L’époque contemporaine a le don de hérisser toujours un peu plus la chevelure d’énervé du cinéaste. Pourtant, le présent n’entrave en rien son sourire amusé ni son solide appétit. Tout l’esprit de son cinéma est là, doux mélange de réaction et d’anarchie actionné par un besoin impérieux d’évasion, de satire, de magie. "Mes films sont des fuites de la grisaille et de l’horreur du temps présent. Je suis d’avant la civilisation du jetable et des producteurs sortis d’écoles de commerce."
Souvenirs du "cinéma babouin"
Observer les riches hôtes du Lutetia, et imaginer les crimes abominables que chacun de ces inconnus a peut-être commis, lui rappelle les exercices auxquels il s’adonnait avec ses camarades scénaristes italiens, Germi, Risi ou Scola, à la fin des années 1960… C’était la belle époque de ce qu’il appelle encore le "cinéma babouin". Avec son mentor, Roland Duval, le futur réalisateur avait alors créé V.O., une revue qui s’opposait au parisianisme et défendait un cinéma résolument farceur, léger.

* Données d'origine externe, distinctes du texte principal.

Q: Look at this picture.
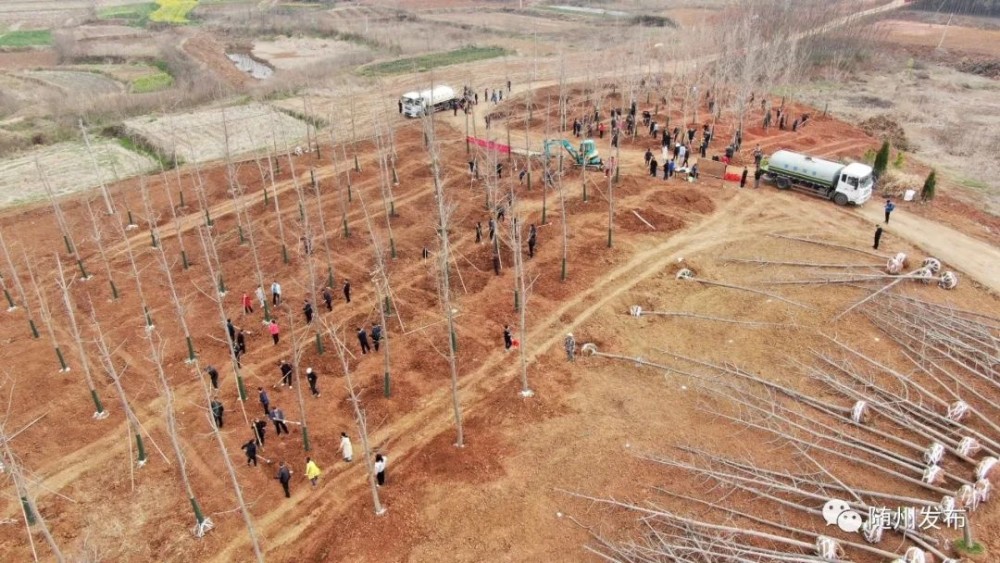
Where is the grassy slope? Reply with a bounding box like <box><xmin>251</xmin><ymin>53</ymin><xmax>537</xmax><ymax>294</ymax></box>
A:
<box><xmin>360</xmin><ymin>46</ymin><xmax>509</xmax><ymax>77</ymax></box>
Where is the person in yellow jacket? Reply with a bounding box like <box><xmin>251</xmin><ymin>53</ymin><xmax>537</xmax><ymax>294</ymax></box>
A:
<box><xmin>304</xmin><ymin>457</ymin><xmax>322</xmax><ymax>488</ymax></box>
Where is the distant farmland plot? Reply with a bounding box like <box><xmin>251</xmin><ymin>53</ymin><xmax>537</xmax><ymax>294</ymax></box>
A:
<box><xmin>0</xmin><ymin>29</ymin><xmax>52</xmax><ymax>48</ymax></box>
<box><xmin>0</xmin><ymin>140</ymin><xmax>157</xmax><ymax>206</ymax></box>
<box><xmin>72</xmin><ymin>62</ymin><xmax>174</xmax><ymax>92</ymax></box>
<box><xmin>360</xmin><ymin>46</ymin><xmax>509</xmax><ymax>76</ymax></box>
<box><xmin>123</xmin><ymin>103</ymin><xmax>309</xmax><ymax>163</ymax></box>
<box><xmin>97</xmin><ymin>3</ymin><xmax>158</xmax><ymax>26</ymax></box>
<box><xmin>422</xmin><ymin>12</ymin><xmax>579</xmax><ymax>34</ymax></box>
<box><xmin>20</xmin><ymin>69</ymin><xmax>123</xmax><ymax>95</ymax></box>
<box><xmin>149</xmin><ymin>0</ymin><xmax>199</xmax><ymax>23</ymax></box>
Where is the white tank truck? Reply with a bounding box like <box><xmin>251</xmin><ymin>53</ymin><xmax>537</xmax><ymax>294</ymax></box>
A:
<box><xmin>761</xmin><ymin>149</ymin><xmax>874</xmax><ymax>205</ymax></box>
<box><xmin>400</xmin><ymin>86</ymin><xmax>457</xmax><ymax>118</ymax></box>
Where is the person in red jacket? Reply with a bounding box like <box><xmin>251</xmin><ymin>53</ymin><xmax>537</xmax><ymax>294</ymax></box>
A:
<box><xmin>269</xmin><ymin>320</ymin><xmax>280</xmax><ymax>345</ymax></box>
<box><xmin>241</xmin><ymin>291</ymin><xmax>253</xmax><ymax>314</ymax></box>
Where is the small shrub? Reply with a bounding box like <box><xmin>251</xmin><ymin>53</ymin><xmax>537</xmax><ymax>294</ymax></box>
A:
<box><xmin>892</xmin><ymin>152</ymin><xmax>905</xmax><ymax>169</ymax></box>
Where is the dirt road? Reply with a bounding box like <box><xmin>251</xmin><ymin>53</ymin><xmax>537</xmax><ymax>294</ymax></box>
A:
<box><xmin>854</xmin><ymin>203</ymin><xmax>1000</xmax><ymax>294</ymax></box>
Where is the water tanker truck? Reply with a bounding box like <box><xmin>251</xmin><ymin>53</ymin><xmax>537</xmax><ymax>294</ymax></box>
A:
<box><xmin>400</xmin><ymin>86</ymin><xmax>456</xmax><ymax>118</ymax></box>
<box><xmin>761</xmin><ymin>150</ymin><xmax>873</xmax><ymax>206</ymax></box>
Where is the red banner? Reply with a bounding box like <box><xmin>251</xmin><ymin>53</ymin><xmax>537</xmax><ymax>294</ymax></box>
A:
<box><xmin>466</xmin><ymin>136</ymin><xmax>510</xmax><ymax>154</ymax></box>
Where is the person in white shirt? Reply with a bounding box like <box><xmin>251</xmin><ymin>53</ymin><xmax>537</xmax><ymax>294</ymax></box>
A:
<box><xmin>339</xmin><ymin>432</ymin><xmax>353</xmax><ymax>462</ymax></box>
<box><xmin>255</xmin><ymin>286</ymin><xmax>266</xmax><ymax>309</ymax></box>
<box><xmin>271</xmin><ymin>281</ymin><xmax>282</xmax><ymax>306</ymax></box>
<box><xmin>374</xmin><ymin>454</ymin><xmax>387</xmax><ymax>487</ymax></box>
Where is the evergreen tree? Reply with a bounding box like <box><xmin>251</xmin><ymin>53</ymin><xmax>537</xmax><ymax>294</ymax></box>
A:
<box><xmin>921</xmin><ymin>169</ymin><xmax>937</xmax><ymax>202</ymax></box>
<box><xmin>873</xmin><ymin>140</ymin><xmax>890</xmax><ymax>178</ymax></box>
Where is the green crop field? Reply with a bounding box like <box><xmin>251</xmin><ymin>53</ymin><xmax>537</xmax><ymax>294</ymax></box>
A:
<box><xmin>149</xmin><ymin>0</ymin><xmax>200</xmax><ymax>24</ymax></box>
<box><xmin>132</xmin><ymin>71</ymin><xmax>174</xmax><ymax>93</ymax></box>
<box><xmin>359</xmin><ymin>46</ymin><xmax>509</xmax><ymax>77</ymax></box>
<box><xmin>0</xmin><ymin>30</ymin><xmax>53</xmax><ymax>48</ymax></box>
<box><xmin>98</xmin><ymin>3</ymin><xmax>158</xmax><ymax>26</ymax></box>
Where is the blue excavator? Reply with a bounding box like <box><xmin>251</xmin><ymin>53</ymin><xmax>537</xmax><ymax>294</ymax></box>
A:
<box><xmin>543</xmin><ymin>139</ymin><xmax>603</xmax><ymax>169</ymax></box>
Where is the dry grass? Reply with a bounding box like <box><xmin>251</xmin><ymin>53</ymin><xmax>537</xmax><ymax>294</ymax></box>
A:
<box><xmin>797</xmin><ymin>58</ymin><xmax>1000</xmax><ymax>212</ymax></box>
<box><xmin>122</xmin><ymin>102</ymin><xmax>308</xmax><ymax>163</ymax></box>
<box><xmin>0</xmin><ymin>139</ymin><xmax>157</xmax><ymax>205</ymax></box>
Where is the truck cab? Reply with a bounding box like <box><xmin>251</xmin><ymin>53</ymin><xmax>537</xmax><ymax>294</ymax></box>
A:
<box><xmin>401</xmin><ymin>91</ymin><xmax>426</xmax><ymax>118</ymax></box>
<box><xmin>763</xmin><ymin>150</ymin><xmax>873</xmax><ymax>206</ymax></box>
<box><xmin>836</xmin><ymin>163</ymin><xmax>874</xmax><ymax>205</ymax></box>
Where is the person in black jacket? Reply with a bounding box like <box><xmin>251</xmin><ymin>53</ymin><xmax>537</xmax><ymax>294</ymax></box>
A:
<box><xmin>303</xmin><ymin>299</ymin><xmax>313</xmax><ymax>324</ymax></box>
<box><xmin>206</xmin><ymin>365</ymin><xmax>219</xmax><ymax>389</ymax></box>
<box><xmin>242</xmin><ymin>439</ymin><xmax>258</xmax><ymax>467</ymax></box>
<box><xmin>371</xmin><ymin>324</ymin><xmax>383</xmax><ymax>352</ymax></box>
<box><xmin>276</xmin><ymin>461</ymin><xmax>292</xmax><ymax>497</ymax></box>
<box><xmin>358</xmin><ymin>327</ymin><xmax>371</xmax><ymax>354</ymax></box>
<box><xmin>279</xmin><ymin>360</ymin><xmax>293</xmax><ymax>388</ymax></box>
<box><xmin>211</xmin><ymin>399</ymin><xmax>224</xmax><ymax>428</ymax></box>
<box><xmin>253</xmin><ymin>418</ymin><xmax>267</xmax><ymax>446</ymax></box>
<box><xmin>306</xmin><ymin>368</ymin><xmax>320</xmax><ymax>398</ymax></box>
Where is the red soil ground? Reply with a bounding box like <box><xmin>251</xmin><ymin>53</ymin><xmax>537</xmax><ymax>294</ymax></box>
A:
<box><xmin>0</xmin><ymin>83</ymin><xmax>997</xmax><ymax>562</ymax></box>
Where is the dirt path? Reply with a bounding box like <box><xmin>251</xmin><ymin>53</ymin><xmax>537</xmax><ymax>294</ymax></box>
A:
<box><xmin>210</xmin><ymin>187</ymin><xmax>772</xmax><ymax>560</ymax></box>
<box><xmin>854</xmin><ymin>203</ymin><xmax>1000</xmax><ymax>294</ymax></box>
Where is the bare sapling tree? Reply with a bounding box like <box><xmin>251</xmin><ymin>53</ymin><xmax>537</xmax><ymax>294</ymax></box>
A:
<box><xmin>308</xmin><ymin>166</ymin><xmax>337</xmax><ymax>290</ymax></box>
<box><xmin>0</xmin><ymin>268</ymin><xmax>14</xmax><ymax>311</ymax></box>
<box><xmin>189</xmin><ymin>334</ymin><xmax>266</xmax><ymax>559</ymax></box>
<box><xmin>232</xmin><ymin>165</ymin><xmax>273</xmax><ymax>323</ymax></box>
<box><xmin>323</xmin><ymin>322</ymin><xmax>386</xmax><ymax>515</ymax></box>
<box><xmin>163</xmin><ymin>165</ymin><xmax>191</xmax><ymax>270</ymax></box>
<box><xmin>221</xmin><ymin>109</ymin><xmax>249</xmax><ymax>248</ymax></box>
<box><xmin>111</xmin><ymin>197</ymin><xmax>155</xmax><ymax>330</ymax></box>
<box><xmin>557</xmin><ymin>166</ymin><xmax>570</xmax><ymax>282</ymax></box>
<box><xmin>0</xmin><ymin>230</ymin><xmax>40</xmax><ymax>337</ymax></box>
<box><xmin>143</xmin><ymin>193</ymin><xmax>200</xmax><ymax>365</ymax></box>
<box><xmin>349</xmin><ymin>84</ymin><xmax>362</xmax><ymax>173</ymax></box>
<box><xmin>378</xmin><ymin>89</ymin><xmax>400</xmax><ymax>185</ymax></box>
<box><xmin>283</xmin><ymin>308</ymin><xmax>312</xmax><ymax>451</ymax></box>
<box><xmin>24</xmin><ymin>254</ymin><xmax>69</xmax><ymax>372</ymax></box>
<box><xmin>191</xmin><ymin>163</ymin><xmax>215</xmax><ymax>229</ymax></box>
<box><xmin>82</xmin><ymin>198</ymin><xmax>119</xmax><ymax>300</ymax></box>
<box><xmin>91</xmin><ymin>312</ymin><xmax>157</xmax><ymax>468</ymax></box>
<box><xmin>373</xmin><ymin>116</ymin><xmax>399</xmax><ymax>259</ymax></box>
<box><xmin>423</xmin><ymin>115</ymin><xmax>465</xmax><ymax>447</ymax></box>
<box><xmin>355</xmin><ymin>181</ymin><xmax>394</xmax><ymax>397</ymax></box>
<box><xmin>78</xmin><ymin>118</ymin><xmax>115</xmax><ymax>215</ymax></box>
<box><xmin>507</xmin><ymin>188</ymin><xmax>534</xmax><ymax>397</ymax></box>
<box><xmin>0</xmin><ymin>418</ymin><xmax>65</xmax><ymax>562</ymax></box>
<box><xmin>606</xmin><ymin>146</ymin><xmax>615</xmax><ymax>248</ymax></box>
<box><xmin>286</xmin><ymin>150</ymin><xmax>325</xmax><ymax>354</ymax></box>
<box><xmin>194</xmin><ymin>226</ymin><xmax>250</xmax><ymax>402</ymax></box>
<box><xmin>176</xmin><ymin>245</ymin><xmax>263</xmax><ymax>560</ymax></box>
<box><xmin>143</xmin><ymin>328</ymin><xmax>213</xmax><ymax>537</ymax></box>
<box><xmin>39</xmin><ymin>164</ymin><xmax>90</xmax><ymax>280</ymax></box>
<box><xmin>266</xmin><ymin>145</ymin><xmax>292</xmax><ymax>264</ymax></box>
<box><xmin>484</xmin><ymin>148</ymin><xmax>504</xmax><ymax>276</ymax></box>
<box><xmin>53</xmin><ymin>255</ymin><xmax>108</xmax><ymax>418</ymax></box>
<box><xmin>138</xmin><ymin>177</ymin><xmax>161</xmax><ymax>251</ymax></box>
<box><xmin>558</xmin><ymin>51</ymin><xmax>568</xmax><ymax>132</ymax></box>
<box><xmin>327</xmin><ymin>126</ymin><xmax>353</xmax><ymax>237</ymax></box>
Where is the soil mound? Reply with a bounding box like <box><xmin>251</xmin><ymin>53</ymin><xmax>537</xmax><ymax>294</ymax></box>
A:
<box><xmin>858</xmin><ymin>115</ymin><xmax>910</xmax><ymax>151</ymax></box>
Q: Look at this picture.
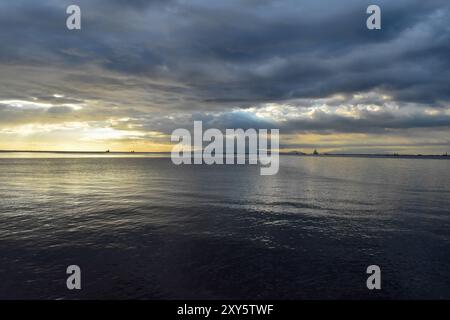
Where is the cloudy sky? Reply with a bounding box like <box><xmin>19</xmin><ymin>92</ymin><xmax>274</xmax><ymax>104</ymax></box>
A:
<box><xmin>1</xmin><ymin>0</ymin><xmax>449</xmax><ymax>153</ymax></box>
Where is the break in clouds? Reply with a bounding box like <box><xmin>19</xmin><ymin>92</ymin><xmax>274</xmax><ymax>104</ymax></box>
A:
<box><xmin>0</xmin><ymin>0</ymin><xmax>449</xmax><ymax>153</ymax></box>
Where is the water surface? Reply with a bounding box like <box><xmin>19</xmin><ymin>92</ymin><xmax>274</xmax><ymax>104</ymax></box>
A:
<box><xmin>0</xmin><ymin>155</ymin><xmax>449</xmax><ymax>299</ymax></box>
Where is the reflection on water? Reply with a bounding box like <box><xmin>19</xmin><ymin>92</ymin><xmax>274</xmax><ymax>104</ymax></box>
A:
<box><xmin>0</xmin><ymin>155</ymin><xmax>449</xmax><ymax>299</ymax></box>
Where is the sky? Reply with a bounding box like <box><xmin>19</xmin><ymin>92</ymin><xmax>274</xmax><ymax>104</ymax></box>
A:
<box><xmin>0</xmin><ymin>0</ymin><xmax>449</xmax><ymax>153</ymax></box>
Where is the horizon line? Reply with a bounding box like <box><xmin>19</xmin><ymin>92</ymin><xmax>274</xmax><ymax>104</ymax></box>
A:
<box><xmin>0</xmin><ymin>150</ymin><xmax>449</xmax><ymax>158</ymax></box>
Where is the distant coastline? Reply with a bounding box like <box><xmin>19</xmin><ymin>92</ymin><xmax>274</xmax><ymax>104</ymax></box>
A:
<box><xmin>284</xmin><ymin>153</ymin><xmax>450</xmax><ymax>160</ymax></box>
<box><xmin>0</xmin><ymin>150</ymin><xmax>166</xmax><ymax>154</ymax></box>
<box><xmin>0</xmin><ymin>150</ymin><xmax>449</xmax><ymax>160</ymax></box>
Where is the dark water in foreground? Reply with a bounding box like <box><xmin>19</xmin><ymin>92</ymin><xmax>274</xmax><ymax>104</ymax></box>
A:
<box><xmin>0</xmin><ymin>155</ymin><xmax>449</xmax><ymax>299</ymax></box>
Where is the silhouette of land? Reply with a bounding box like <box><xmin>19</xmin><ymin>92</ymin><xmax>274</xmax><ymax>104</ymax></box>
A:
<box><xmin>281</xmin><ymin>151</ymin><xmax>449</xmax><ymax>160</ymax></box>
<box><xmin>0</xmin><ymin>150</ymin><xmax>449</xmax><ymax>160</ymax></box>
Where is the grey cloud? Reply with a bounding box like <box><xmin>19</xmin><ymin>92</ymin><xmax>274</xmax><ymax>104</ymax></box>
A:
<box><xmin>282</xmin><ymin>111</ymin><xmax>450</xmax><ymax>134</ymax></box>
<box><xmin>0</xmin><ymin>0</ymin><xmax>450</xmax><ymax>139</ymax></box>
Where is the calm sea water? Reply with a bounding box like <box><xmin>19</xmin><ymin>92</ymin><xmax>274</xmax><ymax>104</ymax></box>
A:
<box><xmin>0</xmin><ymin>155</ymin><xmax>449</xmax><ymax>299</ymax></box>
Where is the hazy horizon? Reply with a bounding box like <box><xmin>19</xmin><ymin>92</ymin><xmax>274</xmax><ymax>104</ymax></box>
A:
<box><xmin>0</xmin><ymin>149</ymin><xmax>449</xmax><ymax>156</ymax></box>
<box><xmin>1</xmin><ymin>0</ymin><xmax>450</xmax><ymax>154</ymax></box>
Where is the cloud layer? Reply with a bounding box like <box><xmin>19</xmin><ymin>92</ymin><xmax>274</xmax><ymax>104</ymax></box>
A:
<box><xmin>0</xmin><ymin>0</ymin><xmax>449</xmax><ymax>152</ymax></box>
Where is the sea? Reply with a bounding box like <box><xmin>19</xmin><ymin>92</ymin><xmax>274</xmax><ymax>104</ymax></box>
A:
<box><xmin>0</xmin><ymin>153</ymin><xmax>449</xmax><ymax>299</ymax></box>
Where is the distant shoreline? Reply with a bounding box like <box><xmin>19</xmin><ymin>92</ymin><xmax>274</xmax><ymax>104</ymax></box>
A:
<box><xmin>286</xmin><ymin>153</ymin><xmax>450</xmax><ymax>160</ymax></box>
<box><xmin>0</xmin><ymin>150</ymin><xmax>449</xmax><ymax>160</ymax></box>
<box><xmin>0</xmin><ymin>150</ymin><xmax>166</xmax><ymax>154</ymax></box>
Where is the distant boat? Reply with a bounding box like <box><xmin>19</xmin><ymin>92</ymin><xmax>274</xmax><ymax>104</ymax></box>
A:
<box><xmin>106</xmin><ymin>149</ymin><xmax>110</xmax><ymax>153</ymax></box>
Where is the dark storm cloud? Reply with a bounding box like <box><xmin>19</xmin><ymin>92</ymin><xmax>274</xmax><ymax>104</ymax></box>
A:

Journaliste, il fit aussi bien des reportages sur les leaders des Black Panthers que des entretiens avec des mythes du cinéma comme Carl Dreyer, Douglas Sirk ou encore Howard Hawks, qu’il place au plus haut. "Il est l’ironie supérieure, son élégance m’a inspiré Prudence et Bélisaire."
Le duo de détectives, inventé par Agatha Christie, est devenu le sien, pour notre bonheur avec Catherine Frot et André Dussollier impeccablement complémentaires. Car Pascal Thomas l’avoue, ses adaptations sont de moins en moins fidèles aux intrigues originales. Mais toujours plus drôles et efficaces, ouvertes à l’improvisation et finalement très loyales avec la tenue et la finesse d’esprit qu’une Agatha Christie a eu le don de transmettre. Plus sérieux qu’il n’y paraît, le cinéaste acquiesce. "La transmission est un aspect crucial de ma démarche." Avec le rire, s’entend, le plus puissant des élixirs. "Le bonheur n’existe pas, c’est le plaisir qui est possible et partout."